とかしくビーチの透明度と言ったら!N.B.は「まるで天国だ」と言っていた。シュノーケルやライフジャケットを借りてシュノーケリングをすると、水深2mくらいの場所から珊瑚が自生していて、周囲には色とりどりの魚が泳いでいる姿が見られた。泳げない私でもライフジャケットがあるので、水面に浮かびながら珊瑚や魚を間近に鑑賞できて感動した。
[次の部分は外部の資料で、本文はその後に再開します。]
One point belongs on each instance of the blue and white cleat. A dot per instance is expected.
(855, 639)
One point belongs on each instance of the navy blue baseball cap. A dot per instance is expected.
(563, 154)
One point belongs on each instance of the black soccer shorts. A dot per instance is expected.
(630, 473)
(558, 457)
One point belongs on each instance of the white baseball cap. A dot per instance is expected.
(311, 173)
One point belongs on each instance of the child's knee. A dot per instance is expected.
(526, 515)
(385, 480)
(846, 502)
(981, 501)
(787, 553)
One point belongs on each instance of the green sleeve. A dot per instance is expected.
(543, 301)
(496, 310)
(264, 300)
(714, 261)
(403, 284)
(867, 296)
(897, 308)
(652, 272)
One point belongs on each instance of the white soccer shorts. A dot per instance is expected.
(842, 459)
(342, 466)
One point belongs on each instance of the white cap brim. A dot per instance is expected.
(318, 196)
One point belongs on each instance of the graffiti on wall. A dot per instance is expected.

ダイビングにハマる人の気持を理解できた。
泳ぎの得意なN.B.は、ライフジャケットを脱ぎ捨て沖の方まで泳いでいって、海亀を見たと興奮していた。
3月の沖縄は、まだ風よりも海水のほうが暖かく、何か温水プールのような海水浴だった。ライフジャケットで水面に浮きながら青い空を眺めていると、周りには砂浜ではしゃぐ海水浴客の声以外は何も音はせず、「あの世」を信じない私でも「あるとしたら、天国ってこんな感じだろうか」と思った。しかし「渡嘉敷島は天国」は気楽な観光客の台詞であり、島には小中学校が2つのみ、離島には珍しく水田があるが、他に産業はフェリーで来る観光客相手のダイビングショップ、旅館、レストランくらいしか無い。医療機関は診療所があるのみで、帰りのフェリーで島民とおぼしき老夫婦が杖をつきながら沖縄本島へ桟橋を降りていった。もしかしたら泊りがけで大きな病院へ行くのかもしれない。果たしてこれが「天国」だろうか?
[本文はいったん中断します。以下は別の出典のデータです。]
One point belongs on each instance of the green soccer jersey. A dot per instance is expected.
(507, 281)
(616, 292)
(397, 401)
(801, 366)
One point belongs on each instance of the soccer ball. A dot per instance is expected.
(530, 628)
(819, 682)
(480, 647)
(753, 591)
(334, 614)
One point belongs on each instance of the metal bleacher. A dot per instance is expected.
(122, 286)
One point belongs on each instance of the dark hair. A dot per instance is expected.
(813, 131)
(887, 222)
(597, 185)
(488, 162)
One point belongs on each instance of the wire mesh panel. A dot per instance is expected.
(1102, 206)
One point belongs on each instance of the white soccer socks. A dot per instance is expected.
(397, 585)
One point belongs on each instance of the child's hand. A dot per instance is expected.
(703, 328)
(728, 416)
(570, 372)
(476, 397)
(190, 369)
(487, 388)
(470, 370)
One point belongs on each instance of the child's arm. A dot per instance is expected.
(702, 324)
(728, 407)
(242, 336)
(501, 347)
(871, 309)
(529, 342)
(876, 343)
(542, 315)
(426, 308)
展望台へ登る途中N.B.が「こんな所に住んでみるのもいいかなって思うんだよ。農業でもやってさ」と言ったので「この島は観光業以外に産業は無いよ」と夢のない返事をした。学校は中学校までで、進学したいなら沖縄本島の寮付きの高校へ行かなければならない。民家も数えるほどなので、島のコミュニティは息苦しいほどであろうことが想像できる。周囲の噂話ばかりの離島を嫌って、進学を理由に島を出てしまったら、本島の便利な生活に慣れきってしまったら、離島に帰ってくる青年はいるのだろうか?
帰りのバスでは、私達の後ろの席から何やらドイツ語を話す2人の女性の会話が聞こえてきたので、N.B.は振り返って「奇遇ですねドイツ人ですか?」とドイツ語で話しかけていた。ドイツ語は分からないが、言ったのはたぶんそんなところだろう。
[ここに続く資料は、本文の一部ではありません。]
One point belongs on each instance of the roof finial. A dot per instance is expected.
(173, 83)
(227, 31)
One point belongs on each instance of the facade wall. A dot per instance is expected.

今回の海水浴では以下のものが足りなかったため、とても後悔した:
レジャーシート
日除けのために、薄手のパーカ
サンスクリーンクリーム
防水ハウジング付きアクションカム
渡嘉敷島で一泊すること
沖縄本島へ帰った後、私は那覇空港へ直行して飛行機で帰宅、翌日から仕事だった。N.B.はもう一日沖縄を観光した後大阪へ行き、その後は長野の雪山で温泉に入る猿を鑑賞した後旧友と再会するなどして旅行を満喫した様子だった。先日彼からメッセージが来たが、いつか仕事で日本に駐在することを夢に、アニメ鑑賞によるリスニング練習の他にも日本語検定試験の参考書などを読んで勉強していると語っていた。